The weather was the subject of conversation in the sitting room of The Hollies at that precise moment. The youth of Easter Bridge normally segregated itself by gender, but the whole quartet had been temporarily forced into one another’s company when Mrs Wheaton ordered everyone out of the bedrooms so that she could change the beds.
‘I can’t believe Dad has gone walking in this weather,’ Charlotte was saying.
‘Dad’ll walk in anything,’ said Harry.
‘There’s no point. You can’t see anything.’
‘What’s the deal with walking, anyway?’ This from Sean. ‘Unless you actually need to get somewhere and you haven’t got a car, it’s just putting one foot in front of the other – a complete waste of time.’
There was a brief silence while the others tried to decide if Sean had just uttered something profound.
‘Does it always rain like this here?’ asked Rebecca.
‘Not always,’ said Charlotte. ‘It was really nice one year. We ate our dinner outside nearly every night.’
‘Since I’ve been home from school it’s rained nearly every day. It’s like winter all the time.’
‘Where did you live before?’
‘Oh, loads of places, mostly in Devon and Essex. My grandad used to own lots of property, so when I was little we lived in one of his houses, and when he died, my mum liquefied some of it and bought houses of her own.’
‘Oh.’ Charlotte was impressed, in spite of being unclear on what liquefying actually involved. ‘We’ve only got two houses, this one and our proper house in Heswall.’
‘This is a proper house, too, dummy,’ said her brother.
‘It’s not our real house, though. It’s not where we live most of
the time.’
‘I’m at school most of the time,’ said Rebecca.
‘Do you mind?’
‘No, I like it. And sometimes I go to stay with friends, and some of the time I go to stay with my Aunty Carole in Yorkshire. I really love it there. There are some stables just down the road from her house, where I can go riding. Are there any stables round here? I asked Mum, but she didn’t know. She said she’d look into it. I’ve never seen anyone out hacking, have you?’
‘I don’t think so,’ said Harry, who guessed that hacking must be something to do with horses, although the term conjured up a man going at a hedge with a scythe.
‘We’re going to the Algarve for the last two weeks of the holidays, to stay in my uncle’s villa,’ Charlotte announced. ‘You can ride horses there. I’ve seen a picture in the brochure.’

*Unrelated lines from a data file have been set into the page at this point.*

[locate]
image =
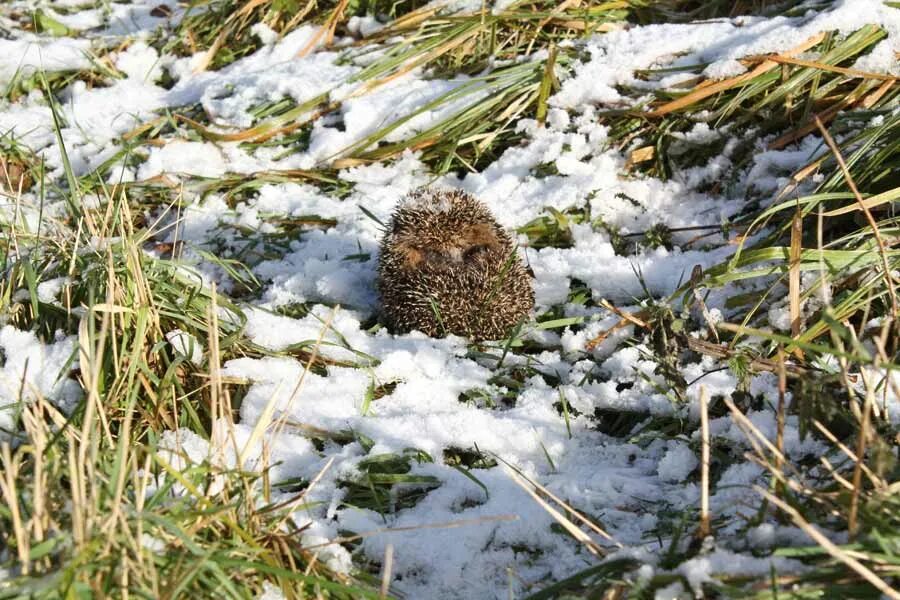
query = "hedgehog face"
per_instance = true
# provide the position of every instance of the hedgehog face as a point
(446, 266)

‘I’ve hardly ever been abroad,’ Rebecca said. ‘My mum doesn’t like flying. We’ve been to Euro Disney on the train. Aunty Carole took us. She was going to take me to France again last year, but then I got a virus and couldn’t go.’
‘Is she your dad’s sister?’ asked Sean, who wasn’t really interested in familial details, but was fed up with the subject of holidays, conscious that his father and stepmother had no plans to take him away anywhere, so that the best he could hope for was a few days in Manchester with his mother, pretending to admire the new baby. He supposed his father never thought about organizing a holiday for him, because he was always too busy organizing holidays for other people.